有機というにはまだまだかけ出し、でもこの7年ひとつひとつ確かめるように積み上げてきたささやかな歴史と思い出があります。

てんとう虫の話
初めて無農薬(土壌消毒無し)でオクラを植えた年。そりゃあみんな心配してね。
収穫まで行き着かないよ、とか子供もいるのに何考えてんだ路頭に迷うぞ、とか。今思うとホント心配してくれてたんだよね。
でも、とにかく使わないって決めたからには使わない。
種を播いて一月もたたないうちに問題はやって来た。アブラムシ。
うすみどりの葉っぱの裏にポツポツ、2,3日するとベターと一面に広がった。
慌てたね、どうしたらいいのか経験が無いんだから。
いつもだったら、サーと薬散して様子を見るんだけど、おたおた、おろおろ。やっぱり無理なのかな、と少し弱気になったりして。
あっちこっち電話もかけまくって「何か手だてはないものか」って、その時、一人の先輩農家が「おまえら、薬散しなかった野菜が最後どうなるか見たことあるか」
と言った、「何にもしないでとにかく最後まで見届けてみろ。」
 
私たちは、その日からただ畑のわきでオクラを観察するだけの毎日が始まった。
毎日、行って葉の裏を覗いて。
アブラムシが最高に増え、葉も縮みはじめた頃、別の変な虫までやって来た。
「もうだめだ。」そう思いながら、さらに2,3日、すると葉の裏はてんとう虫の大群!
やがてアブラムシはいなくなり、その後てんとう虫もいなくなっちゃった。あの黒くてぎじゃぎじゃした変な虫はてんとう虫の幼虫だった。
不思議な物を見た気がしたね。
今まで防除と思ってやって来た自分たちの作業は、自然のサイクルを寸断してたにに過ぎないんだって、気づいて愕然としたね。
オクラ?もちろん大丈夫。見事に育って収穫も追われた追われた。

いまでも、てんとう虫は畑の土手にいつもいっぱい出番を待っているし、私たちは「おるおる」と土手をのぞきながら、植え付けに追われる。
後は、人間がどの野菜が普通の野菜の姿なのか、とれる量なのか畑や苗に無理をさせない事かな。と今思う。
食べる人にも、土のついた、時には大きくなりすぎた、形も様々な野菜たちを見て欲しいな。袋に入ったお行儀のいい野菜だけが野菜じゃないって。

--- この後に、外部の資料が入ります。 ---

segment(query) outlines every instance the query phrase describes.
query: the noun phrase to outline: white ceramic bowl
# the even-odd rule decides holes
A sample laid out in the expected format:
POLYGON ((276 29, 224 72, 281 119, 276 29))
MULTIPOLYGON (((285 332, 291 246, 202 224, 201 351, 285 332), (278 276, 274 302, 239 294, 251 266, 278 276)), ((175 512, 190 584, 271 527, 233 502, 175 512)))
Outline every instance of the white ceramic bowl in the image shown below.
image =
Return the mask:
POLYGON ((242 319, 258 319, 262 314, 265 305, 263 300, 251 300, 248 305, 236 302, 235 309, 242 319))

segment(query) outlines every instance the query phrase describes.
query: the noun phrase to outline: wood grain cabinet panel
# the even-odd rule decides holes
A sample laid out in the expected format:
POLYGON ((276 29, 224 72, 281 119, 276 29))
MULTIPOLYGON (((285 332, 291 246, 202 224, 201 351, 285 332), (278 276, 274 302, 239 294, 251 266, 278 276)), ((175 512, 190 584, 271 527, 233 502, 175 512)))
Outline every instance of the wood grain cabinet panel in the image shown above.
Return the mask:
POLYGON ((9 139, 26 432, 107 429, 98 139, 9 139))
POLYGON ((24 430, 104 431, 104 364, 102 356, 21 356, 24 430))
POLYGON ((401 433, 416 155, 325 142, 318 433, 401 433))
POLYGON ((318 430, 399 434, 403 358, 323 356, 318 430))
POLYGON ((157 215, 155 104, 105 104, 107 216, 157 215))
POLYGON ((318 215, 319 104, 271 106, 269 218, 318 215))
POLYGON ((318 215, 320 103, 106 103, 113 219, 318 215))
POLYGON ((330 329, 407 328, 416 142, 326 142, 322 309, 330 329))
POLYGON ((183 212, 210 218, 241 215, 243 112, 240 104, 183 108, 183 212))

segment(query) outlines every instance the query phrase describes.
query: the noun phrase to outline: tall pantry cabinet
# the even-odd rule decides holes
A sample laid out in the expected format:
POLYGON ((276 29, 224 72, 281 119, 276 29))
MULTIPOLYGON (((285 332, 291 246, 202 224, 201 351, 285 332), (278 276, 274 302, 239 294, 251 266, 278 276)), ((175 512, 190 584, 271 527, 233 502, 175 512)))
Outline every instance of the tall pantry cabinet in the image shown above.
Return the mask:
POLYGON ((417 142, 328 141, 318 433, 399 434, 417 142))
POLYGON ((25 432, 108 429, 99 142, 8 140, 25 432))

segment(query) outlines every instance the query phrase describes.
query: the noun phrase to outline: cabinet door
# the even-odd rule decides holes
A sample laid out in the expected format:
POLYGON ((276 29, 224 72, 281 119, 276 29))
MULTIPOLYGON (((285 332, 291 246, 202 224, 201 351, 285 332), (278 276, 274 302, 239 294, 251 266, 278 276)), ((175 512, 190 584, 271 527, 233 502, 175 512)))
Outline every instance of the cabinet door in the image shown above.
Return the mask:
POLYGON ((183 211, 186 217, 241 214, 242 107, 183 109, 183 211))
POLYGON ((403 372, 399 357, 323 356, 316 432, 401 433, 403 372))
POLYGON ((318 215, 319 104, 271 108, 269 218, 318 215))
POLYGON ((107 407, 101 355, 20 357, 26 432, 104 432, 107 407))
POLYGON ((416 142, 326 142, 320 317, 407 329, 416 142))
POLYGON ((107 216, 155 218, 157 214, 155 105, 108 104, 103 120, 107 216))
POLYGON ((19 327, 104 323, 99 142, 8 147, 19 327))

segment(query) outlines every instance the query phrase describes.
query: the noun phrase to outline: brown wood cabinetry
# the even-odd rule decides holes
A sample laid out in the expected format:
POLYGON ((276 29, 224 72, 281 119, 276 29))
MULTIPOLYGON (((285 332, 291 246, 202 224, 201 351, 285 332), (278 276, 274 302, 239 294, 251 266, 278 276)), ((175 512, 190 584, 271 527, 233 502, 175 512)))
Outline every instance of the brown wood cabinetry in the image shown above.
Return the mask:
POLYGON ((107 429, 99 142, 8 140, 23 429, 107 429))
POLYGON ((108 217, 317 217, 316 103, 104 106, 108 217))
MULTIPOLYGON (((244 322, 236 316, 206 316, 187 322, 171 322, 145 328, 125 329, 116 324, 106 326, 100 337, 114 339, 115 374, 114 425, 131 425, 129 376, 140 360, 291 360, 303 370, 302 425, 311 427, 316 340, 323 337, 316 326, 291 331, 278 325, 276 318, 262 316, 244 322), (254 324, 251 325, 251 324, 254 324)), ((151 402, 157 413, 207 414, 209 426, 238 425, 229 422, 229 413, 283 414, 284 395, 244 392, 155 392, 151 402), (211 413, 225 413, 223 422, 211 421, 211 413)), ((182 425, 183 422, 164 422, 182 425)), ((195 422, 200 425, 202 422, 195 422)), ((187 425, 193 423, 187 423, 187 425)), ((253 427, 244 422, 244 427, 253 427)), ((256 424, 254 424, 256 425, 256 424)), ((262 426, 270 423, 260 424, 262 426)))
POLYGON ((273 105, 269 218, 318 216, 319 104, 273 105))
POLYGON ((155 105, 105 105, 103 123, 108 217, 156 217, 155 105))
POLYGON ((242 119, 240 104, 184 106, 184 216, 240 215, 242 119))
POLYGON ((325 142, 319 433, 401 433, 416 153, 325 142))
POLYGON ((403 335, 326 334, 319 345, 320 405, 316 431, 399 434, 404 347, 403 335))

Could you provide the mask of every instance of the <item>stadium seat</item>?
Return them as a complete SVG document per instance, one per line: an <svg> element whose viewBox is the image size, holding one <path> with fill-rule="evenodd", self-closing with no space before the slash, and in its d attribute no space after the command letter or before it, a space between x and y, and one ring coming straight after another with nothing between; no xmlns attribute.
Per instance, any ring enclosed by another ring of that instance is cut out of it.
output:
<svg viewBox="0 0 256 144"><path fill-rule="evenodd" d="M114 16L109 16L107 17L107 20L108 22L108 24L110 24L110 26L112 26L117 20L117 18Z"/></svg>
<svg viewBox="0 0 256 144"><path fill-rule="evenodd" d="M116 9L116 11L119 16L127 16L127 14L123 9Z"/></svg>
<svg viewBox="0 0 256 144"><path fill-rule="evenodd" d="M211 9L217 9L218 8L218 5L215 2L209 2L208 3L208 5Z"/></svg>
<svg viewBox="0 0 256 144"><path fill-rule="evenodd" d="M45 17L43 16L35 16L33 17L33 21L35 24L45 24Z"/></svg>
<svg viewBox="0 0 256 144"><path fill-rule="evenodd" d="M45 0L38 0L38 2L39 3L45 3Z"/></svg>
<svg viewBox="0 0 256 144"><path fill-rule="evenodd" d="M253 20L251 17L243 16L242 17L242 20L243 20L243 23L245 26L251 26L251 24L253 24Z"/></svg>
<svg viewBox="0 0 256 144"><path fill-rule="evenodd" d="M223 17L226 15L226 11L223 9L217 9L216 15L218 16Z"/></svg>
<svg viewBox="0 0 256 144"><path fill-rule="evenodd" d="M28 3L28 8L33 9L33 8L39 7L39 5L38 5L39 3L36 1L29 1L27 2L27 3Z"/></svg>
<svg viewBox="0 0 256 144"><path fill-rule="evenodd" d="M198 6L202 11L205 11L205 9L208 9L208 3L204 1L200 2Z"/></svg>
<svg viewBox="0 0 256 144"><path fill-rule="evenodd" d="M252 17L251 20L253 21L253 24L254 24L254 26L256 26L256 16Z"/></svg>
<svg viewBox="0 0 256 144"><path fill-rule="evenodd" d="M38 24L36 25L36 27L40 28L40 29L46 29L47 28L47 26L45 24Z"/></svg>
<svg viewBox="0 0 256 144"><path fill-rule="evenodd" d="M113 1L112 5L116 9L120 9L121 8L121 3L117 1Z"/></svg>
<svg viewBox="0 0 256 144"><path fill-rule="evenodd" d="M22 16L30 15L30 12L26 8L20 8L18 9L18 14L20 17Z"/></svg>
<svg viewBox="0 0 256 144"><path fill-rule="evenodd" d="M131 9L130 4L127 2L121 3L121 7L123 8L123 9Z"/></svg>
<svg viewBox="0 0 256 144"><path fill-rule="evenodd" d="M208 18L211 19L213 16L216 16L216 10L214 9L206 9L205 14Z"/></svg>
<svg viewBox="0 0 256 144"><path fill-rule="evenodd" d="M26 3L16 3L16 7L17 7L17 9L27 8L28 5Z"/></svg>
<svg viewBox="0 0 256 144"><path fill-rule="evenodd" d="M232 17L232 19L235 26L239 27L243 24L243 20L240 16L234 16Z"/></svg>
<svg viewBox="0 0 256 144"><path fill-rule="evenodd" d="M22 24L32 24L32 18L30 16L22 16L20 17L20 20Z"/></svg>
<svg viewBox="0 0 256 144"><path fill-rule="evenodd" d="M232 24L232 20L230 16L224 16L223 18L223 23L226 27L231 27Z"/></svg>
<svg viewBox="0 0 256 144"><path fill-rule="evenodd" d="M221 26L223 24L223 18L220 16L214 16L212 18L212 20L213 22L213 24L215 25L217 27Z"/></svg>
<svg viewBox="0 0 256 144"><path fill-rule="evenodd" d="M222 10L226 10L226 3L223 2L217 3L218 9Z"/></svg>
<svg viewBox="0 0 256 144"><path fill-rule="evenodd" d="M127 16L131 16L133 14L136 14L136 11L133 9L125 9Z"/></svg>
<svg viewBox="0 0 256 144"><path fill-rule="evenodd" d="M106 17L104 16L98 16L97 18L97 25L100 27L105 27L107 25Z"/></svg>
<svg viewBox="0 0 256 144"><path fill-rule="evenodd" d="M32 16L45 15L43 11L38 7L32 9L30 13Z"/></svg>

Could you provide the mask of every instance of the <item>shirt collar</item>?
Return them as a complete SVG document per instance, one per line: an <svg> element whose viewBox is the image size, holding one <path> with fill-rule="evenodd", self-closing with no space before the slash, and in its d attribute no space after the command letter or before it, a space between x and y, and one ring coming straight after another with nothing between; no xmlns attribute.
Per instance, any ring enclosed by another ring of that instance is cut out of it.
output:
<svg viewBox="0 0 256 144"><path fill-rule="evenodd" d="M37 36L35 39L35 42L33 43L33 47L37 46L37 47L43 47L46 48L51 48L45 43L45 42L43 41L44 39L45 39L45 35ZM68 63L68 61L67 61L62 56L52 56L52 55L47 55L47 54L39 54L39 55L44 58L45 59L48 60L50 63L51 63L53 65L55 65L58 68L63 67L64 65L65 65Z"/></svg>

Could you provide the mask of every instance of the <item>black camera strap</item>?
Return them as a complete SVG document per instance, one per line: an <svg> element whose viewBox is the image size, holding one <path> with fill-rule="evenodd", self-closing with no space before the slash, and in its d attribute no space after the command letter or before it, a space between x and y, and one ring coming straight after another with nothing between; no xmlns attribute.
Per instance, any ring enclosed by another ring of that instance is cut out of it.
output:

イーハトーブの野菜って、種を播いた後は畑任せの野菜たち。だから畑の状態が野菜に大きく影響してくる。当然、虫の量も。

もう一つ、絶対季節はずれの物は植えない。これはイーハトーブの鉄則。
夏の物は夏に、冬の物は冬に。だから寒さが来れば味がのってくる、色も鮮やかになってくる。夏の太陽が照れば、日ごとに味も変化してくる。
その微妙な変化を感じたときは、「百姓やっててよかった」てね。
イーハトーブの野菜たちってそんなところからスタートしたんだ。その思い出は宝物だね。その時の気持ちを忘れずに野菜を作り続けていきたいと思う。